Der dena-Gebäudereport 2025 zeigt ein düsteres Bild der deutschen Bauwirtschaft. Trotz der schwierigen Rahmenbedingungen ist die Wärmepumpe als Heiztechnik auf dem Vormarsch. 81 % der neu beantragten Wohngebäude werden künftig mit dieser Technologie ausgestattet, so ergibt sich aus [oekonews] die aktuelle Lage der Branche. Im Gegensatz dazu sank der Absatz von Gasheizungen drastisch um 41 %, was auf die gestiegenen Erdgaspreise und den damit verbundenen Trend zu umweltfreundlicheren Alternativen zurückzuführen ist.
Die Bauwirtschaft befindet sich in einer ernsthaften Krise, die durch einen Rückgang der Genehmigungen und eine sinkende Fertigstellungsrate für Wohngebäude gekennzeichnet ist. Auch die Märkte für Fenster und Dämmstoffe schrumpfen, während die Baukosten weiter steigen. Informationen aus [evergreen-energiesysteme] belegen, dass die Genehmigungszahlen 2024 auf nur noch 55.000 sanken, nachdem sie 2021 noch bei 129.000 lagen.
Wärmepumpen im Neubau und Bestand
Trotz der Herausforderungen gewinnt die Wärmepumpe insbesondere im Neubau zunehmend an Bedeutung. Im Jahr 2024 installierte man bereits in 69 % der fertiggestellten Wohnungen Wärmepumpen. Im Gebäudebestand stagnieren die Verkaufszahlen allerdings im Vergleich zum Vorjahr und zeigen einen Rückgang um 53 %. Die Unsicherheit, insbesondere wegen der Diskussion um das Gebäudeenergiegesetz (GEG), hat viele Investoren zögern lassen, was sich negativ auf den Absatz auswirkt.
In Bezug auf den Gebäudebestand hat sich bis 2024 ergeben, dass 71 % der verkauften Wärmepumpen installiert wurden. Diese Entwicklung zeigt das Potenzial der Wärmepumpen für den Klimaschutz und die regionale Wertschöpfung, selbst wenn sich die Verkaufszahlen im Vergleich zum Vorjahr rückläufig präsentieren.
Ein Ausblick auf die Zukunft
Die politische Landschaft spielt eine entscheidende Rolle in der Energiewende. Die Roadmap zur Wärmepumpentechnologie, wie sie auf [waermepumpe.de] dargelegt wird, sieht in den kommenden Jahren eine nachhaltige Fortführung der Förderungen sowie eine Entlastung des Strompreises vor. Ziel dieser Maßnahmen ist es, eine dynamische Marktetablierung von Wärmepumpen zu fördern und den weiteren Ausbau der Technologie voranzutreiben.
Dieser Prozess wird in drei Phasen unterteilt: In der ersten Phase von 2021 bis 2025 soll die signifikante Entlastung der Strompreise die Marktdynamik ankurbeln. In der zweiten Phase, die von 2025 bis 2030 reicht, werden Wärmepumpen von einem erhöhten CO2-Preis profitieren, während die dritte Phase von 2030 bis 2050 sich auf die Dekarbonisierung des gesamten Gebäudebestands konzentriert. Diese Pläne bieten nicht nur Planungssicherheit für Endkunden, Handwerker und Hersteller, sondern schaffen auch attraktives Potenzial für neue Geschäftsmodelle.
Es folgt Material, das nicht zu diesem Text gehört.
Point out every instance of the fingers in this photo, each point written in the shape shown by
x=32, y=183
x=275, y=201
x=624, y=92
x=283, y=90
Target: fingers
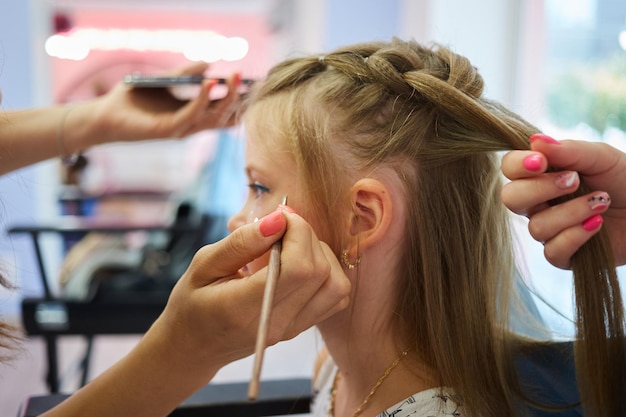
x=321, y=290
x=588, y=158
x=560, y=249
x=248, y=242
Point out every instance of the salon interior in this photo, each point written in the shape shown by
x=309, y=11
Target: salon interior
x=62, y=51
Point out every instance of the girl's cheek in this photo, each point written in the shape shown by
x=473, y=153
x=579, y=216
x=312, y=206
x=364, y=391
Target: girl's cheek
x=258, y=263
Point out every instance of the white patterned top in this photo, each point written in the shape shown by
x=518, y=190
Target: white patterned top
x=434, y=402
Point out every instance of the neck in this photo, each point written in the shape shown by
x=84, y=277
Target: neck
x=364, y=342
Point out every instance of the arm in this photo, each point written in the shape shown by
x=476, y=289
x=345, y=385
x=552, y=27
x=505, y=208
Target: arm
x=123, y=114
x=211, y=319
x=565, y=227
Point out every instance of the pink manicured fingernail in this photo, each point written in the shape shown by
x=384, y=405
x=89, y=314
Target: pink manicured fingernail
x=272, y=223
x=284, y=207
x=544, y=138
x=567, y=180
x=593, y=222
x=599, y=201
x=532, y=162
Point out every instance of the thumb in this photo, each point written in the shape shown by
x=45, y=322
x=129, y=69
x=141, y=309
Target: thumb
x=224, y=258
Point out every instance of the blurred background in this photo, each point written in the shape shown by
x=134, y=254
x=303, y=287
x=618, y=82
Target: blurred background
x=560, y=64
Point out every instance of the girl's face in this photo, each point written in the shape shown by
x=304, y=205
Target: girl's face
x=271, y=172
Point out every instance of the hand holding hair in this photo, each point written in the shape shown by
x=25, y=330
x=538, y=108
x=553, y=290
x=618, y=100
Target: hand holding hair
x=565, y=227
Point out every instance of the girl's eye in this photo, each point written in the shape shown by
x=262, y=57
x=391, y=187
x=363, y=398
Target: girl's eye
x=258, y=189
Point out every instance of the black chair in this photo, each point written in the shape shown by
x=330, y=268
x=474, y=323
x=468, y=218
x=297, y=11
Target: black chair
x=122, y=301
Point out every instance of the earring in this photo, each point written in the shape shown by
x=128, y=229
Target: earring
x=346, y=262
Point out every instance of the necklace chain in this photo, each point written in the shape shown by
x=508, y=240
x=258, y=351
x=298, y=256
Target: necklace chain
x=359, y=410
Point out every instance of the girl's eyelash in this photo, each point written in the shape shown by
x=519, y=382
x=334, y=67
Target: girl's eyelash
x=258, y=188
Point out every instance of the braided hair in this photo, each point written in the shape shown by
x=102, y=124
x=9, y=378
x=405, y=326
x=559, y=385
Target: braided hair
x=420, y=111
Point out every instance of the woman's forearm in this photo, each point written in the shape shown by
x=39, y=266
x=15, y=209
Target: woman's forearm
x=34, y=135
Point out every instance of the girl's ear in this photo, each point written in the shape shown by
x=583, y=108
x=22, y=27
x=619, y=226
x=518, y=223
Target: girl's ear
x=372, y=212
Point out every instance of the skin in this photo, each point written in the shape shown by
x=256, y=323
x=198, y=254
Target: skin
x=378, y=231
x=123, y=114
x=601, y=167
x=211, y=317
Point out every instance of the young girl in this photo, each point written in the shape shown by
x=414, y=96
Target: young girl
x=389, y=151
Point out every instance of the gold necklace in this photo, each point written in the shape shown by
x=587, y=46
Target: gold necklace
x=359, y=410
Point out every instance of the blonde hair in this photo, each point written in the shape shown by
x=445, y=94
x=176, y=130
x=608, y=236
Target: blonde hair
x=420, y=111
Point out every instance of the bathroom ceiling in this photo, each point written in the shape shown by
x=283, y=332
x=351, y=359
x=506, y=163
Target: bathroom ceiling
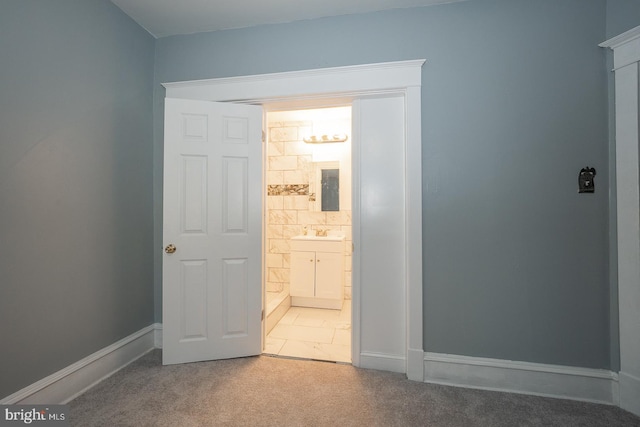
x=170, y=17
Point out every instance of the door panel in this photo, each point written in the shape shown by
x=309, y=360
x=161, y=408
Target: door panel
x=212, y=288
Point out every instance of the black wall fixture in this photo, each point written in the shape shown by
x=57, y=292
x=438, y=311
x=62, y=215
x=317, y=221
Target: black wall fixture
x=585, y=180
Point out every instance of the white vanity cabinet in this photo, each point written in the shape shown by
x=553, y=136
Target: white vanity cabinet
x=317, y=271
Insgesamt zeigen die aktuellen Entwicklungen in der Bauwirtschaft und der Energiesektoren, dass der Trend zu nachhaltigen Heiztechnologien wie der Wärmepumpe stark an Bedeutung gewinnt. Eine klare politische Unterstützung und Reformen könnten helfen, die Rückgänge im Bereich der Genesungen und Investitionsbereitschaft zu überwinden und damit die Weichen für eine zukunftsfähige Bauwirtschaft zu stellen.